Penyerahan buku secara simbolis dilakukan oleh perwakilan ahli waris keluarga Wangsaatmadja Hasan Wangsaatmadja kepada Ketua PDP BS Unpad Prof. Ganjar Kurnia di Masjid Al-Hamid, Jatihandap, Bandung, Kamis (3/6) lalu.

Saat diwawancarai Kantor Komunikasi Publik Unpad, Prof. Ganjar menjelaskan, buku tersebut merupakan versi yang sudah diketik dan dikumpulkan oleh Wangsaatmadja. Beberapa koleksi ada yang masih berupa tulisan tangan dari Hasan Mustapa.

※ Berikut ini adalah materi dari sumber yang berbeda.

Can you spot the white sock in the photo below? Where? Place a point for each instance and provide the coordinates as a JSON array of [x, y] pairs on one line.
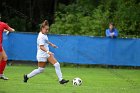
[[35, 72], [58, 71]]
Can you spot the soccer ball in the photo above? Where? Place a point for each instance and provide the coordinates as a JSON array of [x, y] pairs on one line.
[[77, 81]]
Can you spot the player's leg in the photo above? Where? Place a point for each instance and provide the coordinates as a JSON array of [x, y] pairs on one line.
[[56, 64], [3, 65], [40, 69]]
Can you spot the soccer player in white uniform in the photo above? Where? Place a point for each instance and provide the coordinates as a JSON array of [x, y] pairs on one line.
[[44, 55]]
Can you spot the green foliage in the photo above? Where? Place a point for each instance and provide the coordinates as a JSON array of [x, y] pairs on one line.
[[83, 17], [95, 80]]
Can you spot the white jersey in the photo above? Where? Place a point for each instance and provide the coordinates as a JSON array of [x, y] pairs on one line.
[[42, 40]]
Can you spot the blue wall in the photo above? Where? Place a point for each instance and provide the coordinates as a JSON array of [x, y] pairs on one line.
[[76, 49]]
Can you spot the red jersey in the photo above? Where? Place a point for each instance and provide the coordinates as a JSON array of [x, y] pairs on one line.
[[2, 27]]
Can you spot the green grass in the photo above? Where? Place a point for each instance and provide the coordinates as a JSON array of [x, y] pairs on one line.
[[95, 80]]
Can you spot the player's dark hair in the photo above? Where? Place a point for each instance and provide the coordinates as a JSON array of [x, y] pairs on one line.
[[111, 23]]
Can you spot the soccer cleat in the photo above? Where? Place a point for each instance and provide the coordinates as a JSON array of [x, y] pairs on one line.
[[25, 78], [3, 77], [63, 81]]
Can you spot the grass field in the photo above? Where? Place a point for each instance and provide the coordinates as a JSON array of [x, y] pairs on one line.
[[95, 80]]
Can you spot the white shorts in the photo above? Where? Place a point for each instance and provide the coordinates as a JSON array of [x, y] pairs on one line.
[[42, 59]]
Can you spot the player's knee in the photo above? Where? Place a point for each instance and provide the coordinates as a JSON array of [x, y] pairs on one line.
[[57, 64], [5, 58], [41, 69]]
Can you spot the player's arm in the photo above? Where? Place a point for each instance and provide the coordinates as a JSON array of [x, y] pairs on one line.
[[44, 49], [51, 44]]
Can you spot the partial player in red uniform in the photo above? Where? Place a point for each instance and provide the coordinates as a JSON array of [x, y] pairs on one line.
[[3, 56]]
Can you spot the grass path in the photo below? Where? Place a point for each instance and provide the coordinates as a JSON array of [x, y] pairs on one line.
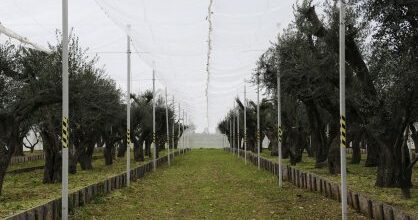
[[210, 184]]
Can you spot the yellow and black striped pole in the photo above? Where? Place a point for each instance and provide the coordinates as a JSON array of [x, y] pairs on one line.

“(Secara khusus) buku tersebut diserahkan ke kita karena PDP BS Unpad lebih ke arah digitalisasi. (Sesuai) tagline kita ‘Menyelamatkan Peradaban’,” ujar Prof. Ganjar.

Guru Besar Fakultas Pertanian Unpad tersebut mengatakan, seluruh buku akan dilakukan digitalisasi. Usai didigitalisasi, dokumen fisik akan dikembalikan kepada ahli waris keluarga Wangsaatmadja.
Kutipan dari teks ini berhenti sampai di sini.